Sr. Associate, Technical Risk Services - Business Advisory Services

Responsibilities:

• Performed solution implementation using the COSO model, COBIT and ISO 27002 security standards.
• Design, document and implement security narratives, policies and procedures and guidelines.
• Liaised with business functional teams, supporting teams and Internal Audit to create security roles according to a designed strategy to prevent the introduction of SOX compliance violations.
• Designed and implemented role-based security in compliance with client specific needs, environment, regulatory requirements, and Governance, Risk and Compliance practices.
• Served as external auditor attesting to effective operation of internal controls over financial matters in compliance with SOX, HIPPA and FDICIA regulations.
• Assessed, reviewed and tested risk analysis, general computer/IT controls and Application Controls.

Confidential, Reston, Va

Sr. Security Consultant

Responsibilities:

• Planned, scoped, executed and managed general IT, operational, compliance (SOX, PCI) and application audits, system pre & post implementation reviews audit plan.
• Participate in daily monitoring and problem resolution of all the SAP systems for security issues.
• Assist in the development and update of procedures and policies for the efficient operations of the SAP systems.
• Worked problem tickets and work queues and responded to user issues quickly and efficiently.
• Wrote test plans, participated in creating user rights authorization process (from request to provision).
• . Secured SAP default users, passwords and configuration settings (SAP ALL, DDIC, and Early Watch).
• Provides appropriate controls around sensitive and privacy data and transactions.
• Role creations and assignment with SU01 and PFCG, user master record management, authorization problem analysis using SU53, ST01.
• Analyzed and resolved Segregation of Duties (SoD) issues with VIRSA Compliance Calibrator.
• Provided security to client end users

Confidential, Dallas, Tx

Technical Consultant - SAP Security

Responsibilities:

• Worked with Business Owners to define security requirements that included user roles, authorizations designs, access control and compliance monitoring
• Provided SAP User, Role and profile administration of multiple SAP modules.
• Provide support to internal and external auditor

Confidential, Dallas, TX

SAP Security Analyst

Responsibilities:

• Assessed the operating effectiveness on internal control over financial matters as related to SOX 404 through walkthroughs, testing and reviews of Applications and IT general controls.
• Planned and executed the day-to-day activities of IT, SAP authorization concept and audit engagements for a variety of clients including system development, package implementation an platform reviews.
• Maintained and administered security in the SAP environment(all modules of ECC6, BI,SRM,EP, PI) including the development, implementation, and management of SAP Security Roles.
• Identified and resolved SoD conflicts using VIRSA Compliance Calibrator.

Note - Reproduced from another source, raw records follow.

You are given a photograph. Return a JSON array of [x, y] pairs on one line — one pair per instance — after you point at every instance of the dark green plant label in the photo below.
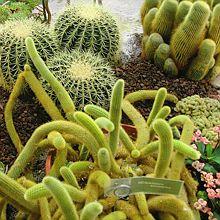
[[147, 185]]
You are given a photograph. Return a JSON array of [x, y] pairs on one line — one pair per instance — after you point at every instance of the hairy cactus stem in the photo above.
[[62, 197], [91, 211], [96, 112], [28, 76], [87, 122], [139, 122], [62, 95], [79, 133], [115, 114], [186, 137], [142, 95], [14, 193]]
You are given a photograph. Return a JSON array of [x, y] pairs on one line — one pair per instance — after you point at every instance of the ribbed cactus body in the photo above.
[[146, 6], [201, 63], [148, 19], [88, 27], [182, 11], [170, 67], [214, 30], [86, 77], [13, 54], [151, 45], [187, 37], [163, 22], [161, 54]]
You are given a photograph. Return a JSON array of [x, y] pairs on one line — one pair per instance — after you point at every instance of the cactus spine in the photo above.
[[214, 30], [182, 11], [146, 6], [189, 34], [164, 26], [161, 54]]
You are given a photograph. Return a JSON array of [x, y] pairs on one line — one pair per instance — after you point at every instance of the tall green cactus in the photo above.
[[200, 65], [161, 54], [187, 37], [182, 11], [164, 19], [214, 30], [146, 6]]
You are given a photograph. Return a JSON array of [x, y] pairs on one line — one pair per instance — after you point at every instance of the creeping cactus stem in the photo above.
[[62, 95], [165, 134], [62, 198], [91, 211], [80, 134], [115, 113], [27, 76]]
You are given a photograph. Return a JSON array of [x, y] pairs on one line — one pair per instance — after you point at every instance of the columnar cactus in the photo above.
[[182, 11], [146, 6], [164, 26], [88, 27], [214, 31], [200, 65], [13, 53], [189, 34]]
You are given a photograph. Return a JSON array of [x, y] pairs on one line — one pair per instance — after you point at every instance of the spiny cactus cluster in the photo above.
[[190, 30], [76, 190], [85, 76], [88, 27], [13, 53], [204, 112]]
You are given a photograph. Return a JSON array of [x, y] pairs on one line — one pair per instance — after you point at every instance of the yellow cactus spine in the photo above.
[[146, 6], [187, 37], [214, 30], [201, 63], [182, 11], [148, 19], [161, 54], [163, 22]]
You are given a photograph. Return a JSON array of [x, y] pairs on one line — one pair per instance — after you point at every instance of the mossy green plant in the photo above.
[[13, 53], [88, 27]]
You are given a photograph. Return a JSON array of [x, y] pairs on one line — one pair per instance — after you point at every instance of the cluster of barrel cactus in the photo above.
[[182, 37], [13, 53], [88, 27], [87, 77], [75, 190], [204, 112]]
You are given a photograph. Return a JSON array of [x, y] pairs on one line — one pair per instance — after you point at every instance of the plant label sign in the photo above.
[[147, 185]]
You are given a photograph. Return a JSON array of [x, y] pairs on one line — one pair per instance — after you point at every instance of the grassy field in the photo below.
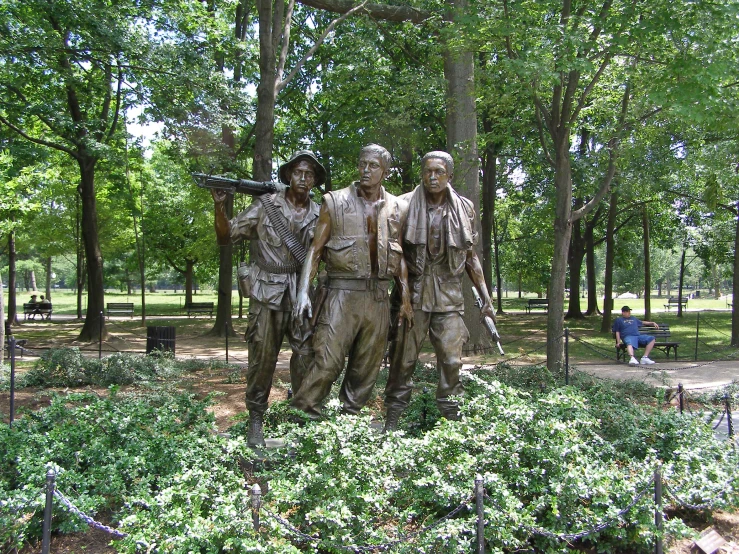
[[523, 335]]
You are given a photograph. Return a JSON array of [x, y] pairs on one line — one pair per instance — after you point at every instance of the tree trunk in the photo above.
[[647, 268], [189, 267], [605, 326], [12, 300], [2, 320], [735, 285], [590, 271], [562, 235], [91, 329], [461, 128], [576, 255], [682, 279], [81, 269]]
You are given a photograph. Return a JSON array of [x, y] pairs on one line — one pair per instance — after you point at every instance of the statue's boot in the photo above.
[[256, 431], [392, 417]]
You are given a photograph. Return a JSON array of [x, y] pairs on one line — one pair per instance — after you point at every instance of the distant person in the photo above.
[[626, 328]]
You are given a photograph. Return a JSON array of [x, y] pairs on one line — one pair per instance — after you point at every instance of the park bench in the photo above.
[[673, 301], [661, 341], [31, 310], [199, 308], [119, 308], [534, 303]]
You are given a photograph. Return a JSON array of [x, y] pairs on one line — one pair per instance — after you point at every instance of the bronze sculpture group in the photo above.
[[367, 239]]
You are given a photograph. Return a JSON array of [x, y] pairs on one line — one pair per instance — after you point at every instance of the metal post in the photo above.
[[424, 410], [567, 355], [729, 421], [658, 510], [256, 504], [480, 515], [100, 336], [697, 330], [50, 485], [11, 345]]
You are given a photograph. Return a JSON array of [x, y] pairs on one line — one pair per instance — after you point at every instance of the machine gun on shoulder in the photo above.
[[244, 186]]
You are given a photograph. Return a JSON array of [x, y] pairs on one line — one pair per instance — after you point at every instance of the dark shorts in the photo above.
[[638, 340]]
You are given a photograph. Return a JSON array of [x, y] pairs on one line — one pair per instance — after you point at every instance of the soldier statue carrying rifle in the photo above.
[[282, 224]]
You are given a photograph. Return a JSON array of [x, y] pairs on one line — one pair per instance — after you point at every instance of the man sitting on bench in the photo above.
[[626, 328]]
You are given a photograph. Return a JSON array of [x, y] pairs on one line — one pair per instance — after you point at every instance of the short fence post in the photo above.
[[256, 504], [424, 409], [658, 509], [100, 336], [50, 485], [567, 355], [697, 330], [480, 514], [11, 345], [729, 421]]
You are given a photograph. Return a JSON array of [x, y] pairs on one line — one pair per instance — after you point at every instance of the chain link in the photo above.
[[87, 519], [370, 548]]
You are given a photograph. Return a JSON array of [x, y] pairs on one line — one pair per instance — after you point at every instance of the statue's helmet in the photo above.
[[297, 157]]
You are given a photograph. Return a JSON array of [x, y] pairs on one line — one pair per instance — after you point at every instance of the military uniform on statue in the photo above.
[[358, 238], [271, 280], [438, 245]]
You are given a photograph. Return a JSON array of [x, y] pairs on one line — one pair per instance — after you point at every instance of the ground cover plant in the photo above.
[[555, 459]]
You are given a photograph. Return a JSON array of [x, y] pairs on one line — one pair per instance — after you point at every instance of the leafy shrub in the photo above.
[[67, 367]]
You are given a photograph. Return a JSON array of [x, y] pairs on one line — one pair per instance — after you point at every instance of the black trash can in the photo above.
[[160, 338]]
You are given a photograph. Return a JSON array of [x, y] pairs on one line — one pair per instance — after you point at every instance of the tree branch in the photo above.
[[298, 66], [377, 11], [41, 142]]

Confidential, New York, N.Y

Technical Security Analyst

Responsibilities:

• Crafted security solution that pro-actively secures sensitive and confidential data.
• Provided audit support to the implementation of a global database and network.

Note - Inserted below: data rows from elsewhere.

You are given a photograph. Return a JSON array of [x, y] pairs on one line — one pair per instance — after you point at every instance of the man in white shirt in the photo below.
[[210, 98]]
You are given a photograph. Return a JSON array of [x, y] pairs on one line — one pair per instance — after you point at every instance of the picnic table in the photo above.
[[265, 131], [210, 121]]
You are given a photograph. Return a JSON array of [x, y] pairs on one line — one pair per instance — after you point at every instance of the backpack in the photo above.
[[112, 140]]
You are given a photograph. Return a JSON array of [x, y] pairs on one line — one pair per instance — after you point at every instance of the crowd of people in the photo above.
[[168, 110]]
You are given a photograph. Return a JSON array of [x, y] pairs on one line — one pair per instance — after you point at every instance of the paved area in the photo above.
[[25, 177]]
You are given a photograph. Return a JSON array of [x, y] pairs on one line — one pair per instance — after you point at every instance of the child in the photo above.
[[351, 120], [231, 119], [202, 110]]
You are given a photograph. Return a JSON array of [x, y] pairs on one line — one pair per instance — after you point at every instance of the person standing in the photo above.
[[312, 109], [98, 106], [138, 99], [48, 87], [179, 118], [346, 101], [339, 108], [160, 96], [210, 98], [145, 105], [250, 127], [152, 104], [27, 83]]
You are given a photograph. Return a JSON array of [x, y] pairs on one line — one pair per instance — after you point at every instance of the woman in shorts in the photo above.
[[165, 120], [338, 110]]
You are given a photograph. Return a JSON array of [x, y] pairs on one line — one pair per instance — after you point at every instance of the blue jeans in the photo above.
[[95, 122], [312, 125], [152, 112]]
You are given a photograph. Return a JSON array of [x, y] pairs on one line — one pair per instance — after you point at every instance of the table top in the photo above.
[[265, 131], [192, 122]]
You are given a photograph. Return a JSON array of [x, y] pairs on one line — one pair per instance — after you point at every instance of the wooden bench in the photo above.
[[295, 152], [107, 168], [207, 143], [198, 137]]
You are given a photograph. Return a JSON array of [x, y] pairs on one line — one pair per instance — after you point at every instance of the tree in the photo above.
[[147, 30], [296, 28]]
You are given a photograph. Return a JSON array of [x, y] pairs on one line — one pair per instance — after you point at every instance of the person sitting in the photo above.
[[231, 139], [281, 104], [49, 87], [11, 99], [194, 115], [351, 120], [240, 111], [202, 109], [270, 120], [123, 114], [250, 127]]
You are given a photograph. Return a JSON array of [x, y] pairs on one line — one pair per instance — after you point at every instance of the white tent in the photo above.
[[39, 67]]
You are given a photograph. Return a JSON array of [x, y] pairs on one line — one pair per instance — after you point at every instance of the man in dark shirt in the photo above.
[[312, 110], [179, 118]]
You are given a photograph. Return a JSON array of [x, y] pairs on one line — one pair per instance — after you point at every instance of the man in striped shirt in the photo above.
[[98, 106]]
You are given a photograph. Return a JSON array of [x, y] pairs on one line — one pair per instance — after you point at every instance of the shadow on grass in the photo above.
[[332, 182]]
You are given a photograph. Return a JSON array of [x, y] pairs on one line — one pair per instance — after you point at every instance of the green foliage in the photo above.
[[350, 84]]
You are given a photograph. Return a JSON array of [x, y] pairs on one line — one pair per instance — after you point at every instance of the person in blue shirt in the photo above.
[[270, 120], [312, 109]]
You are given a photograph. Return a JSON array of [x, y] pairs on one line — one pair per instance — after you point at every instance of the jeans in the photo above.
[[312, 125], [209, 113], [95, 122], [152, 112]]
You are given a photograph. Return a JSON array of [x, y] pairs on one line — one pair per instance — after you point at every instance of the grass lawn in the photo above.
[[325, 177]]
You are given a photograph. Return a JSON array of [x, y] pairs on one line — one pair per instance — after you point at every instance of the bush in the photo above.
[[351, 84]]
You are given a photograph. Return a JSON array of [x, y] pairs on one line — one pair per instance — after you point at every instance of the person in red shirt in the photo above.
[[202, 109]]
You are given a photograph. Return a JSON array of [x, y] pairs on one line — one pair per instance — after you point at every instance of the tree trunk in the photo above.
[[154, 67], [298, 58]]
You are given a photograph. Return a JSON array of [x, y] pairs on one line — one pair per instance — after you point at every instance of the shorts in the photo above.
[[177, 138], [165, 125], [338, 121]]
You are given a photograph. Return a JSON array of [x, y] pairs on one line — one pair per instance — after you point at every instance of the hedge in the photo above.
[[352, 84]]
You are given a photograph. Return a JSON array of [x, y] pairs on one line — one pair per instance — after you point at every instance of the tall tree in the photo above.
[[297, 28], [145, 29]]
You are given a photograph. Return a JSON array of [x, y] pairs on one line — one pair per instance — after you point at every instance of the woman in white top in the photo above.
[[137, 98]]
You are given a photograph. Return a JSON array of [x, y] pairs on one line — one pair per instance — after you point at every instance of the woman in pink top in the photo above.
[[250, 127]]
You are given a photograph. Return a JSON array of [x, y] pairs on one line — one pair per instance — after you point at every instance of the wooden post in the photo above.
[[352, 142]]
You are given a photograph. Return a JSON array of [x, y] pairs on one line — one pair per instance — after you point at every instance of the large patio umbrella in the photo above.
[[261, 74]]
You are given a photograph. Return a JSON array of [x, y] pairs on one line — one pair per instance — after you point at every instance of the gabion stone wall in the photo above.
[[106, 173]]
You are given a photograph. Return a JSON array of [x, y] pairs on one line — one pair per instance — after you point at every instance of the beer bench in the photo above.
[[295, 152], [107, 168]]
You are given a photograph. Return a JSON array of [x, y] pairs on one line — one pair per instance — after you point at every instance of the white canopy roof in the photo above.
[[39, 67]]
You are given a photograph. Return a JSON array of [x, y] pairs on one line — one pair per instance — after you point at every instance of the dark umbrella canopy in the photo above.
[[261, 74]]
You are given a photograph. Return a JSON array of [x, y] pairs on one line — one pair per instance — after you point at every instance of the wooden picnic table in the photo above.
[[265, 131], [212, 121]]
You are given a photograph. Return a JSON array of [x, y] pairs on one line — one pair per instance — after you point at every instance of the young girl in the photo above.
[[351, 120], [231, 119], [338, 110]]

Confidential, Carrollton, TX

Sr. Software Engineer

Responsibilities:

• Responsible for the design, implementation and coding of Tax and Accounting Software with C++ and Visual Basic.
• Redesigned in-house applications and utilities with new and emerging technologies utilizing Visual C++, Java.
• Migrated CD-based application that served more than 25,000 clients into a remote server-based application by setting up Application, Database and File Servers in a Multi-Org data center.

Confidential, Arlington, TX

Database Programmer

Responsibilities:

• Designed and developed database applications and ActiveX controls.
• Administer Computer System Networks for multiple clients.
• Performed Database Administration of SQL Server using DDL and DML

Confidential, New York, N.Y

Systems Administrator

Responsibilities:

• Designed and implemented logical security to protect Databases and Networks.
• Administered UNIX and Novell networks.
• Designed and coded database applications that track asset valued at over $10M.